An Army warrant officer was sentenced Thursday to 25 months in prison and ordered to repay $250,000 for stealing military equipment and for aggravated identity theft, according to the U.S. Attorney’s Office for the Eastern District of North Carolina.
Louisiana native CW2 Bryan Craig Allen, 35, used his position as property book officer to steal 43 unique AN/PSQ-20s night vision devices from two companies within 4th Battalion, 3rd Special Forces Group at Fort Bragg, North Carolina, federal prosecutors say.
Allen would cover the thefts by decreasing the electronic inventory in the unit’s property books and at times explained the decrease by saying that the items were transferred to another unit, according to court records.
He also forged the signature of other personnel on receipts for the items to falsely document the equipment transfers to a phony unit, the court records state.
The NVGs were stolen between April and June 2018. Some of them were later sold to Stratton “Mac” Beaubien, the owner of Red Horse Military Surplus in Fayetteville, the town outside Fort Bragg, according to a criminal complaint.
Army CID agents honed in on Beaubien when they found an eBay user selling military equipment with some of the transactions tied to Beaubien’s shop.
The soldiers embezzled a combined total of $90,000 between July 2009 and January 2010.
A search warrant was executed on Red Horse Military Surplus in late February 2019. Beaubien consented to a search of his cell phone by federal agents, revealing text messages from Allen offering to sell the NVGs for $2,500 each.
“Ill check with my guy. They have battery packs and mounts!?” a text message back to Allen on April 9, 2018, reads.
“Yep,” Allen responded, and following up days later by saying, “I got one more 20 if your [sic] interested.”
During their search of the Red Horse shop in February 2019, Army CID and Department of Homeland Security agents seized 13 of the 43 total NVGs removed from 3rd Group’s property books a year prior.
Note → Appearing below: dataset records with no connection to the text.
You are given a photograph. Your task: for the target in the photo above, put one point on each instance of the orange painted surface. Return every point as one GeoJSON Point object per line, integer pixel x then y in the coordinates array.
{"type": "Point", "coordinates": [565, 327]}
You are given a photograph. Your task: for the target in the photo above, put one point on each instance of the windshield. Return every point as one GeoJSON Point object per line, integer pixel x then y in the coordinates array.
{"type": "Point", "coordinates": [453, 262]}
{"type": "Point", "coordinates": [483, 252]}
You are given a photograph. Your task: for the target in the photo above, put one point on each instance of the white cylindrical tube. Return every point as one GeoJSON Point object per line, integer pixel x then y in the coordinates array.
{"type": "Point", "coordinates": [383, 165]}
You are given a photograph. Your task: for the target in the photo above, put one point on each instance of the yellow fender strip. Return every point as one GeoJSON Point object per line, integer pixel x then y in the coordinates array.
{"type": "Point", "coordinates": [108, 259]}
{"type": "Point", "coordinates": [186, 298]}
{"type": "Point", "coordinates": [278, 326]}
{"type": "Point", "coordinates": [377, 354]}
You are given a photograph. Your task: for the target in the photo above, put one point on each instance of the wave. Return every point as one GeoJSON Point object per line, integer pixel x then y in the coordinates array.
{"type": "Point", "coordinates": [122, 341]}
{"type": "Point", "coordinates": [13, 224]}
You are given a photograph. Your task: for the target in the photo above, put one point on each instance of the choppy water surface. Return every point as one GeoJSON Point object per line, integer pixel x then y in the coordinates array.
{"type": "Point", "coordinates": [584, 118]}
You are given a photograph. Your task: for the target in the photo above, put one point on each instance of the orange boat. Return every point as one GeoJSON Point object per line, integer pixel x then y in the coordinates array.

The court records do not detail whether the rest of the NVGs were recovered. The devices are considered sensitive military equipment and labeled with serial numbers.
The devices Allen stole, AN/PSQ-20s, are 3rd generation monocular NVGs that were fielded in the late-2000s to replace older PVS-7 and PVS-14 NVGs. They are made to military specifications and require “demilitarization” before being disposed of, according to Department of Defense policies.
A federal case linked to Beaubien also remains open, according to court records. The last filing, in December, indicates Beaubien has entered plea negotiations with U.S. attorneys.
Beaubien’s shop is still open, and he remains the owner, but he was not available for comment when Army Times called the establishment on Friday afternoon.